The first part is true. Business viability is one of the four key risks to be addressed by Product Management. To make things even more complicated, that question arises at different levels:
On the feature level: When we enhance our product with that specific feature, how will we distribute, market, and sell? How will it help the business?
On the product level: When we build that specific product, what is our target market, how do we implement Go-To-Market, and why will we win?
On the company level: What are purpose, vision, and mission?
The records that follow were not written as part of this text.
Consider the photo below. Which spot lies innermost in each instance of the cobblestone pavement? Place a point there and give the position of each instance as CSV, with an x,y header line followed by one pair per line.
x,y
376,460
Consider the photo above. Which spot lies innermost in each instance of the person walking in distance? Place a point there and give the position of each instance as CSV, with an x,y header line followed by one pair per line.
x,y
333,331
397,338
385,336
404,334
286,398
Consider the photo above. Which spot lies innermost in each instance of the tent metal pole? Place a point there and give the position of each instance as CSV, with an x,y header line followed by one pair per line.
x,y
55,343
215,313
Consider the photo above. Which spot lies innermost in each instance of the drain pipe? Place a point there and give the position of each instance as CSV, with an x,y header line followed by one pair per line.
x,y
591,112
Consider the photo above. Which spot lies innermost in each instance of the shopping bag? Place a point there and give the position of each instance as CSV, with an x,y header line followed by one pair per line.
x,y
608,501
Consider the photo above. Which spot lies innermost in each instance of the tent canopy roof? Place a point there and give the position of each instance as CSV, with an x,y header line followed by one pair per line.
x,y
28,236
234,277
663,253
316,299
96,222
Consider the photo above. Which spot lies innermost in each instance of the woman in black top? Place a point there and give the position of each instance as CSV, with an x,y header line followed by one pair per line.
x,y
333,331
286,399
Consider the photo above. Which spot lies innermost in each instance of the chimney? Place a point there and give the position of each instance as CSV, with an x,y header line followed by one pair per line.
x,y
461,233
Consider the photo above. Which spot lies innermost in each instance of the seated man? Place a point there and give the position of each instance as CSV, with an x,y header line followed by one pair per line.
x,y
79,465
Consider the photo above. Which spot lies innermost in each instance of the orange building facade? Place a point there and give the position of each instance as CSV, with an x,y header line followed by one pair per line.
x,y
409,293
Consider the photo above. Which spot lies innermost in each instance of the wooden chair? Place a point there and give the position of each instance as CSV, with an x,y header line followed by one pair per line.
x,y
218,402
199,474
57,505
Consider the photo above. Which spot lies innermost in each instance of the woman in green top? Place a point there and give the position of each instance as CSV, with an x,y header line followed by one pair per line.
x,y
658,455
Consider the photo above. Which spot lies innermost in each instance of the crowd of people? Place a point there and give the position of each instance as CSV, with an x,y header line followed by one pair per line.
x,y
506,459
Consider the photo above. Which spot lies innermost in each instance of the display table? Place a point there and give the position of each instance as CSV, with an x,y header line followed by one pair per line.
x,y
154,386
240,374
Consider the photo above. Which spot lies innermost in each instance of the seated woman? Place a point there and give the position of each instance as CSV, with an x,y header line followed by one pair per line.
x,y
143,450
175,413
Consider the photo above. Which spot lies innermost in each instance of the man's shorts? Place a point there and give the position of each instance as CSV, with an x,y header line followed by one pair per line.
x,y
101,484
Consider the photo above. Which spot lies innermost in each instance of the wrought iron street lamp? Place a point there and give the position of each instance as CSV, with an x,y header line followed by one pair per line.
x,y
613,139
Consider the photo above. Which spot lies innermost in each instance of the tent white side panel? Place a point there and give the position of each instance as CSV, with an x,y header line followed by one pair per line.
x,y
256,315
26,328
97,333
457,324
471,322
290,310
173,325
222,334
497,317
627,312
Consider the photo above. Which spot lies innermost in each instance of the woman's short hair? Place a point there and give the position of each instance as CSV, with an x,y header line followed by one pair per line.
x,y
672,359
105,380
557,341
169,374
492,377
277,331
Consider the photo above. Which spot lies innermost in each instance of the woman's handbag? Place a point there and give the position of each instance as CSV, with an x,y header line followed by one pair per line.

And how can we turn this into a sustained business?
The latter is probably managed on the executive leadership level but feature and product level have to be considered by Product Managers.
Sometimes, I hear people arguing in favor of Product Managers owning full P & L. Frankly, this is not realistic in most companies as it would involve so much more. But a Product Manager needs to care about selling and growing their product.
Product-Led Growth (PLG) is a strong movement in that direction. But when the product shall be used as the vehicle to acquire, onboard, monetize, and expand customers — who will design the details of the PLG strategy if not the Product Manager?
To summarize, I believe that the business success of products will become a more important aspect for Product Managers. This will strengthen their role — instead of making this function disappear.
(*) I recall these arguments top of my head as I have come across them in various blog posts or articles on LinkedIn etc. Hence, no references to specific sources or authors were given.